The earlier conversation worked because it kept pulling on threads until the framing broke. The validation tool worked because it thoroughly analyzed the frame it was given. Both are useful. They answer different questions.

If you're using AI to validate an idea, the tool will tell you whether the market exists, who the competitors are, and what the risks look like. It will not tell you whether you're building the right thing. For that, you need someone (or something) willing to ask "why are you actually building this?" and not accept the first answer.

What we're doing about it

The three things the tool missed (identity crisis, "Evolution is the real product," unvalidated core assumption) all stem from one root cause: the pipeline processes the idea but ignores the founder. It never asks why you're building, what success looks like to you personally, or what constraints you're working with. It analyzes the market around a product description without questioning whether that product serves the founder's actual goals.

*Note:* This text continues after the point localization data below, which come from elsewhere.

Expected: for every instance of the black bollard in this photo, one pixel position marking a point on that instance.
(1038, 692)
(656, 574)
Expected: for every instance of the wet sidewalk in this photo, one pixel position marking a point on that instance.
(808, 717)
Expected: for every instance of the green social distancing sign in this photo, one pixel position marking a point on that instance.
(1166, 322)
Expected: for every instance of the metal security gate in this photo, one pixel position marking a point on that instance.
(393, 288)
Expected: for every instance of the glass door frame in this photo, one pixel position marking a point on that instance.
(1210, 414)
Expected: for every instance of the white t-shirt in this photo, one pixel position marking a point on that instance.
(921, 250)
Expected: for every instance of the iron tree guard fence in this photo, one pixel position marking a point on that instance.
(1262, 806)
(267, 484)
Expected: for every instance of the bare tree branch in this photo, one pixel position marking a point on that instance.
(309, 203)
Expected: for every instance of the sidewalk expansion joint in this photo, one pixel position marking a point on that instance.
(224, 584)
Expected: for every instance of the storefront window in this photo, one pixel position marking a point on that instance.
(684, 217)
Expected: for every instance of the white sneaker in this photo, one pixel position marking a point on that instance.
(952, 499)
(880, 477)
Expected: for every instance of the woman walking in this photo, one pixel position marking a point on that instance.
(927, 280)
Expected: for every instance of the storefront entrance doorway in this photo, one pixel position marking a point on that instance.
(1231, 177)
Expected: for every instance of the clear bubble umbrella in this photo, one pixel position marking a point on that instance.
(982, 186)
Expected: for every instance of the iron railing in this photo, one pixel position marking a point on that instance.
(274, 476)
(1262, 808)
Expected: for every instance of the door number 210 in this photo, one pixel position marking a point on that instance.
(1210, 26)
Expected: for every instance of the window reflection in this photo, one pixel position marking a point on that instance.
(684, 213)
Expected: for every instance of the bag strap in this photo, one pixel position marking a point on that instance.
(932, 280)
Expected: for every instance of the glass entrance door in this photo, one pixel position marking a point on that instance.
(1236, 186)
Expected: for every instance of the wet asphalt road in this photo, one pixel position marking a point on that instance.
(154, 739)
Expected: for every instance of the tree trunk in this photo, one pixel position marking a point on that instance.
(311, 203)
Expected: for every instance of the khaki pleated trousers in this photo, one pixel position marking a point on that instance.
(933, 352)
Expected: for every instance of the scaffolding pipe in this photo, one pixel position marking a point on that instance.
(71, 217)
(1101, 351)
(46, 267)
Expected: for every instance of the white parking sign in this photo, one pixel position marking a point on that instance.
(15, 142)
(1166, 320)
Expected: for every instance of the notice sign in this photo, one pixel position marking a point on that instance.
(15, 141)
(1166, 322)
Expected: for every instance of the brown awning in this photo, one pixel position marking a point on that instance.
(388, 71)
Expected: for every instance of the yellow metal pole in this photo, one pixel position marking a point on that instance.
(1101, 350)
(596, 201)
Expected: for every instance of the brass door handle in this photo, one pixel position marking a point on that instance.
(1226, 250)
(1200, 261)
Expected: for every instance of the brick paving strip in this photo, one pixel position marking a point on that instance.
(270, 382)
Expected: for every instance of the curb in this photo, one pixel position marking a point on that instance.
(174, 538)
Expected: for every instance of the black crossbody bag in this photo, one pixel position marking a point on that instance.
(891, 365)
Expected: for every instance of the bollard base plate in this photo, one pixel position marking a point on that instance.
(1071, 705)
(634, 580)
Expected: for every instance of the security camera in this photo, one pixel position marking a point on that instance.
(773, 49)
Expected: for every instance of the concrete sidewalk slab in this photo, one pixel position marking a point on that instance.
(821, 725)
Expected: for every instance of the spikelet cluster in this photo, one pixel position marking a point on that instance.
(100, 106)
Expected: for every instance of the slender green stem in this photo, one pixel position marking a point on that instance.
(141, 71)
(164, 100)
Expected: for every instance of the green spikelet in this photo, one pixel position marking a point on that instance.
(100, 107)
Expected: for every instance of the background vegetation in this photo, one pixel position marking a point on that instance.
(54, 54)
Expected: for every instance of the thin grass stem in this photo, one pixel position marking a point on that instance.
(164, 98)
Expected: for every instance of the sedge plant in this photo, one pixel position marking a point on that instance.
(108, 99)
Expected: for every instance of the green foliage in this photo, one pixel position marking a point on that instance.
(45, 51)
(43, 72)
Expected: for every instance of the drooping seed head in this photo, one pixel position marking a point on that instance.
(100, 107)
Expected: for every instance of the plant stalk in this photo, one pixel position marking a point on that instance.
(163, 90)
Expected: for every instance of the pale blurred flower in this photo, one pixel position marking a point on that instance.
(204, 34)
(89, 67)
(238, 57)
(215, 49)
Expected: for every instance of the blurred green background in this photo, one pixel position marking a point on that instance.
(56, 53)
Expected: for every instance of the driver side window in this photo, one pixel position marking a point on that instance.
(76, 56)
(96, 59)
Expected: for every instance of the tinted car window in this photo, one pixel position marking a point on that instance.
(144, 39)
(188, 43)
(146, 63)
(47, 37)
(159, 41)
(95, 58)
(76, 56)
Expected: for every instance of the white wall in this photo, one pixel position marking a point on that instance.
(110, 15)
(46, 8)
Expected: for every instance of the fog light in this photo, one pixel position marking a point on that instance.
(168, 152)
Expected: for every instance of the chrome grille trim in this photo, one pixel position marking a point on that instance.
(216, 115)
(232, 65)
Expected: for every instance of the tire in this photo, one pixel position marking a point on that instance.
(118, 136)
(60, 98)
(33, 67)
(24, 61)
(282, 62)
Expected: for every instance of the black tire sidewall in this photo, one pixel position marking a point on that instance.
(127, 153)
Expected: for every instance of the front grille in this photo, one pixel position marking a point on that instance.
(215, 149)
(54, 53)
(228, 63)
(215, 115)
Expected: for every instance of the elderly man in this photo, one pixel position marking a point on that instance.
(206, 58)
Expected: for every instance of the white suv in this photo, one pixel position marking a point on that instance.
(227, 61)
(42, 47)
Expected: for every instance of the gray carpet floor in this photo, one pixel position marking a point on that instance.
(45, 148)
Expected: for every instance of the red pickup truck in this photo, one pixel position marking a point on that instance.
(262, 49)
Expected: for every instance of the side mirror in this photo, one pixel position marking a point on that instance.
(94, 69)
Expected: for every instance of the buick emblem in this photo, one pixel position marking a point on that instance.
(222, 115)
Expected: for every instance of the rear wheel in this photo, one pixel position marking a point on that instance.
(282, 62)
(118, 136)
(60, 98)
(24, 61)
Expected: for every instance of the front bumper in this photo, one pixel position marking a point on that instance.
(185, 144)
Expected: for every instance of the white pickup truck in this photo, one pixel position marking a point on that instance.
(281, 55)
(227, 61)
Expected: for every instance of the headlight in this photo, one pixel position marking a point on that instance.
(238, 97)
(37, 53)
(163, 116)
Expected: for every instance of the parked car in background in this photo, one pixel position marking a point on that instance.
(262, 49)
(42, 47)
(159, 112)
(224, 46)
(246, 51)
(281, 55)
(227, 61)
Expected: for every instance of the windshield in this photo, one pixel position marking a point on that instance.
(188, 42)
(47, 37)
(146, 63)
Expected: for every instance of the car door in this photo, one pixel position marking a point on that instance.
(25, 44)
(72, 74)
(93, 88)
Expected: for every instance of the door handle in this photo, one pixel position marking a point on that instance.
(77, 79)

I went looking for how other AI systems handle this. I expected to find established patterns for "raw idea to structured intent." I didn't. Every major framework (LangChain, A2A, Bedrock Agents) resolves intent-to-action: "which tool should I call?" Product tools like Productboard analyze intent retrospectively from existing customer feedback. Nobody captures prospective intent from a vague idea and a founder who may not fully know what they want yet.

The closest useful patterns came from unexpected places. Requirements engineering has a technique called WHY-refinement: keep asking "why does this goal exist?" until you surface the real goal beneath the stated one. Theory of Change works backward from desired impact to required activities, which inverts the default forward analysis. Industrial automation research has a five-component intent model (Expectations, Conditions, Targets, Context, Information) that maps well to founder intake.

We're rebuilding Phase 1 around these patterns. The idea-analyst now starts with intent analysis before problem analysis. It asks what the founder expects, what constraints exist, and why they're building this now. The report-synthesizer gets three new sections: positioning analysis (where do you fit and is it defensible?), strategic options (paths beyond "build the MVP"), and an assumptions-and-evidence breakdown that separates belief from data. The 3-question intake at the start captures motivation, success criteria, and team constraints so the whole pipeline can calibrate to the founder, not just the idea.

I think this will help. I haven't validated it yet. The patterns are sound, the research supports the approach, but the proof is in whether the tool would now catch what it missed when it analyzed itself. That's the next test.

Where this leaves the project

I shared the earlier dogfood run where I ran Haytham through all four phases and it built a working MVP of itself. That post was about the gap between a generated MVP and a production system. This experiment is about a different gap: the one between analyzing a market and questioning a strategy.

Both gaps point in the same direction. The interesting problems in AI-assisted development aren't in generation. They're in the accumulated context that makes generation useful: why this feature exists, why that constraint was added, what broke when we tried the simpler version. The telephone game problem I wrote about earlier is the technical version of this. The identity crisis is the strategic version.

I'm still figuring out what Haytham becomes. The validation pipeline works. The question is whether it's a product or a demo for the thing that comes after it. If you want to run the same experiment on your own project: /haytham:validate "your own tool's description here". The repo is open source. I'm curious whether your tool finds the same blind spots mine did.